A pochi passi dalla galleria, si trova uno degli edifici storici più affascinanti: la chiesa di San Giovanni Fuorcivitas, tra le più antiche in stile romanico pistoiese. L’edificio sorgeva all’esterno della prima cinta muraria altomedievale, ma con il tempo è stato integrato nel tessuto urbano e oggi si affaccia su una delle vie principali della città. Stretta tra gli edifici circostanti, la chiesa è riconoscibile per il suo lato nord, da sempre considerato la sua vera facciata: decorato in marmo bianco e serpentino di Prato, il ricco portale centrale con architrave raffigura l’Ultima Cena del maestro Gruamonte.

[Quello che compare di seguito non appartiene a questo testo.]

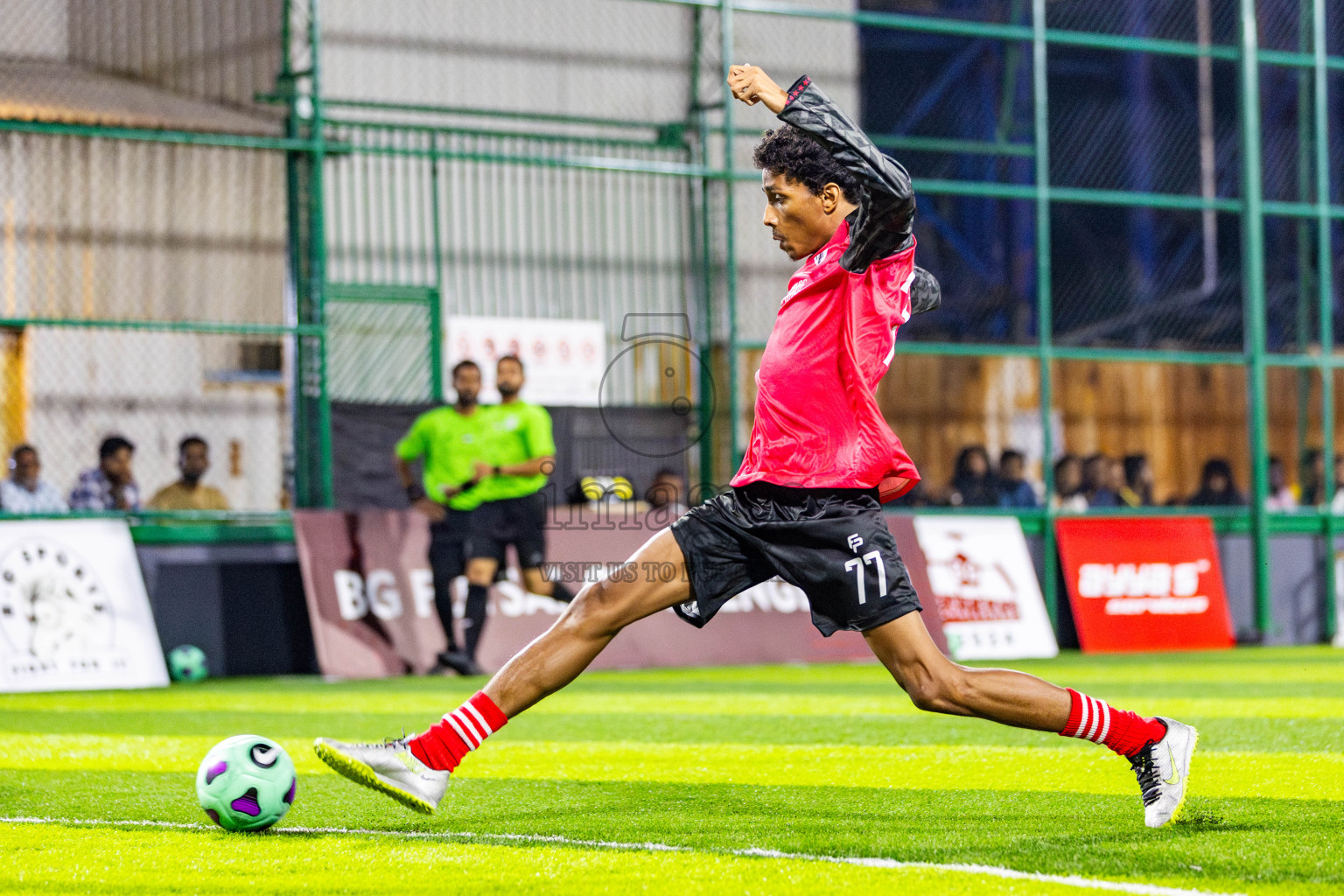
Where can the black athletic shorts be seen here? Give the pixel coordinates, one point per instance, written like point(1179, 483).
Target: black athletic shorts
point(518, 522)
point(448, 546)
point(832, 543)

All’interno, opere artistiche di grande pregio, fra le quali spiccano il primo esempio di terracotta invetriata a tutto tondo di Luca della Robbia, l’acquasantiera marmorea di Nicola Pisano al centro della navata, e un polittico di Taddeo Gaddi. È facile perdersi tra questi capolavori, magari quando sulle vie principali c’è il mercato e la chiesa di San Giovanni Fuorcivitas diventa uno spazio di confine, sospeso, come se quell’appellativo, fuorcivitas, “fuori dalla città”, le spettasse ancora di diritto.